Ernst Kähler (1914-1991) was a German Protestant theologian and Church historian.
He was the grandson of theologian Martin Kähler (1835–1912).

Kähler studied in Tübingen, Göttingen, Halle and Basel. He was drafted into military service during 1940-1945 and was severely wounded.
He married Sibylla von Kirchbach (1922–2009) in 1944, with whom he had six children.
He served as assistant at the theological faculty at Halle University during 1942-1951.
He completed his dissertation in 1948 at Göttingen University.
From 1952 he was rector at the theological seminary at Naumburg, then in the German Democratic Republic.
He was lecturer for ecclesiastical history at the University of Greifswald from 1954, from 1958 as assistant professor, from 1960 as ordinarily professor. He retired in 1978.
Kähler received an honorary doctorate from the theological faculty at Göttingen University in 1957.
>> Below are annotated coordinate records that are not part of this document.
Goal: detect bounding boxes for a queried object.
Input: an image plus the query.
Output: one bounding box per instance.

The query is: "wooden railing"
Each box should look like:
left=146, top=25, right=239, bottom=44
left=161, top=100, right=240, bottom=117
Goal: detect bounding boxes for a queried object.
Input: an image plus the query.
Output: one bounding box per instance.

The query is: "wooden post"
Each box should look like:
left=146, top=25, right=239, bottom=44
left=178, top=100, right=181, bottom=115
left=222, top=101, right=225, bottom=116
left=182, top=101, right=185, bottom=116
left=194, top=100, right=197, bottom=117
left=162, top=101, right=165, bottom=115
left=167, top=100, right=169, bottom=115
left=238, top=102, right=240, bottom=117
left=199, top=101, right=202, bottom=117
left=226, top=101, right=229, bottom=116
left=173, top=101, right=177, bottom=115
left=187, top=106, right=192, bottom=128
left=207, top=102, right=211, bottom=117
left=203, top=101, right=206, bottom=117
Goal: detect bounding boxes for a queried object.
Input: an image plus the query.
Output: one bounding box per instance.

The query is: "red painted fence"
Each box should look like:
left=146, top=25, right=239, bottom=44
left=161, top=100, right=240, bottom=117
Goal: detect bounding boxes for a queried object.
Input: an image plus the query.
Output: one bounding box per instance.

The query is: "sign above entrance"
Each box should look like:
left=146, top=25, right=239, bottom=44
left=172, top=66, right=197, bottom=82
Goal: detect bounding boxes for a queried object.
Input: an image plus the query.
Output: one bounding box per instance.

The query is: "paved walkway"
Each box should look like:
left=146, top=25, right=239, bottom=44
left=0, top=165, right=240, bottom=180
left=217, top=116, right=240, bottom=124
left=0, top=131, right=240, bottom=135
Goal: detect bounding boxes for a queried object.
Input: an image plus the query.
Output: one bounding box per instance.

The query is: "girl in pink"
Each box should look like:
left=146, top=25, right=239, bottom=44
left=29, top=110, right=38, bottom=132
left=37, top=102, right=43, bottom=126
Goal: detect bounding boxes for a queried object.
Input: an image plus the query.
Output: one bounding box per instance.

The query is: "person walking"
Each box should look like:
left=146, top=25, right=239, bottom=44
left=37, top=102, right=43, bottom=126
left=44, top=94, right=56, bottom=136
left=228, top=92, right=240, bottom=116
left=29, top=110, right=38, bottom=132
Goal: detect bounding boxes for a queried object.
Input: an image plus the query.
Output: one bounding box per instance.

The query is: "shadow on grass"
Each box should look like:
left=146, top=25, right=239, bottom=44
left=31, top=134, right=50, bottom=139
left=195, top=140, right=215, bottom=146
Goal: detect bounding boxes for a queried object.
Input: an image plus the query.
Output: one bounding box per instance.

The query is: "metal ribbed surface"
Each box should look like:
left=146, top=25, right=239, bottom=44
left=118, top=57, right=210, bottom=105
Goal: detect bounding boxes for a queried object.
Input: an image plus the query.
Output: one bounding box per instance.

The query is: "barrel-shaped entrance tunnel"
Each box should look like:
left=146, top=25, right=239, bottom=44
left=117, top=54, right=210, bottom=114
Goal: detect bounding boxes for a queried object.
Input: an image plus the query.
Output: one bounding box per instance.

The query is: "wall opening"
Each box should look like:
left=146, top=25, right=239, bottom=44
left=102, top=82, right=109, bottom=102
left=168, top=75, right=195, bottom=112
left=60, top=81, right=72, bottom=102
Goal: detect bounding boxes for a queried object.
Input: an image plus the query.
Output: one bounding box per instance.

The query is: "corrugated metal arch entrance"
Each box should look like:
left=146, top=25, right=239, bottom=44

Kähler is best known as editor of the theological works of Martin Luther and for his work on the history of the Reformation.

==Bibliography==

- 1952: Karlstadt und Augustin. Eine Einführung in den Kommentar des Andreas Bodenstein von Karlstadt zu Augustins Schrift „De spiritu et litera“ (Hallische Monographien 19)
- 1958: Studien zum Te Deum und zur Geschichte des 24. Psalms in der Alten Kirche (Veröffentlichungen der Evangelischen Gesellschaft für Liturgieforschung 10)
- 1958: "Bugenhagen und Luther" in: Werner Rautenberg (ed.), Johann Bugenhagen. Beiträge zu seinem 400. Todestag, 108–122.
- 1959: "Die Wirklichkeit Gottes und die Wirklichkeit der Welt im Werk Johann Bugenhagens" in: Evangelische Theologie 19, 453–469.
- 1968: Reformation 1517-1967.

- as editor
- 1962: Martin Kähler: Geschichte der protestantischen Dogmatik im 19. Jahrhundert
- 1965: Martin Kähler: Jesus und das Alte Testament (Biblische Studien 45)
- 1967: Martin Kähler: Aufsätze zur Bibelfrage
- 1968: Reformation 1517–1967. Wittenberger Vorträge.